Les « Indésirables », une conférence de Georges Sentis

Le 5 février 2023, lors de l’A.G. de MER47, Georges Sentis, docteur en histoire et président de l’ANACR des Pyrénées-Orientales, a donné une conférence dont le sujet concerne le traitement des indésirables par les autorités françaises depuis le début du Second Empire jusqu’en 1944. Cette belle conférence, instructive, très détaillée, a captivé le nombreux public grâce à l’enthousiasme communicatif de l’orateur. Nous vous la présentons en suivant le découpage de l’auteur.

Appel à témoigner

Dans le cadre de sa recherche sur les déportations d’indésirables vers l’Algérie, menée par la France d’avant 1945, Georges Sentis lance un appel à toutes les personnes dont un membre de leur famille a eu à souffrir de cet état de fait. G. Sentis relève que, si pour les Français, l’dentification de ces déportés est relativement bien documentée ; par exemple en Lot-et-Garonne, 4 individus ont été déportés en Algérie, pour les Espagnols présents sur le territoire français, le recensement est pratiquement inexistant.

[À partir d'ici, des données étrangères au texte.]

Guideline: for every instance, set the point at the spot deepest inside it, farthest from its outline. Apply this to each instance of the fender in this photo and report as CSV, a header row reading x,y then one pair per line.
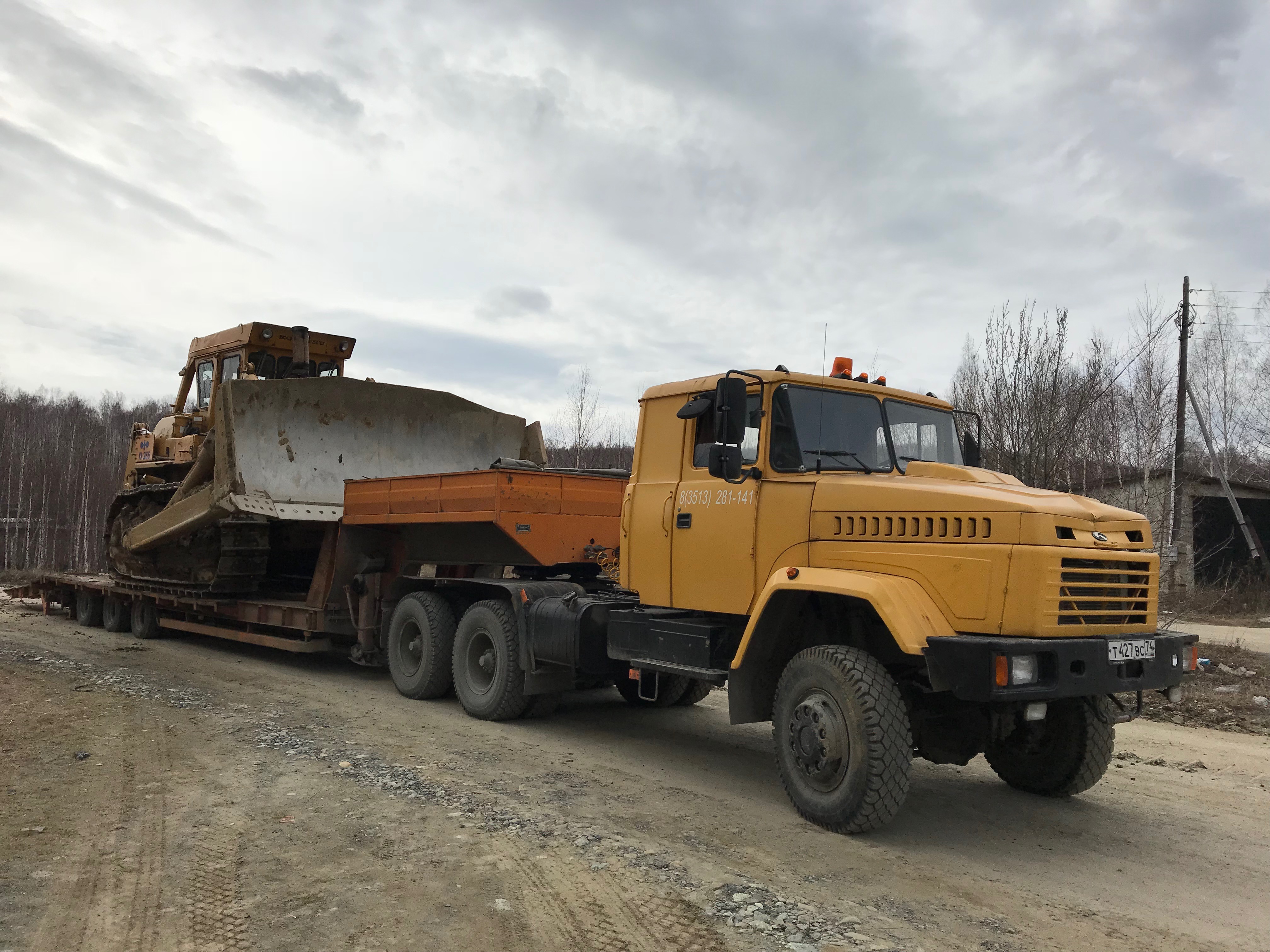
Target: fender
x,y
907,610
902,605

Le deuxième volet de son appel concerne le 80e anniversaire de la Libération de la France : quel est le sort des FFI, toutes origines confondues dont des Espagnols, au moment de leur intégration dans la 1re Armée française, et sur le front de l’ Atlantique ? En outre, G. Sentis indique qu’il recherche des informations sur l’aide apportée à l’Espagne Républicaine dès 1934, y compris l’accueil en France des Républicains pourchassés en Espagne au moment du Bieno negro, et sous la dictature franquiste jusqu’aux années 1980.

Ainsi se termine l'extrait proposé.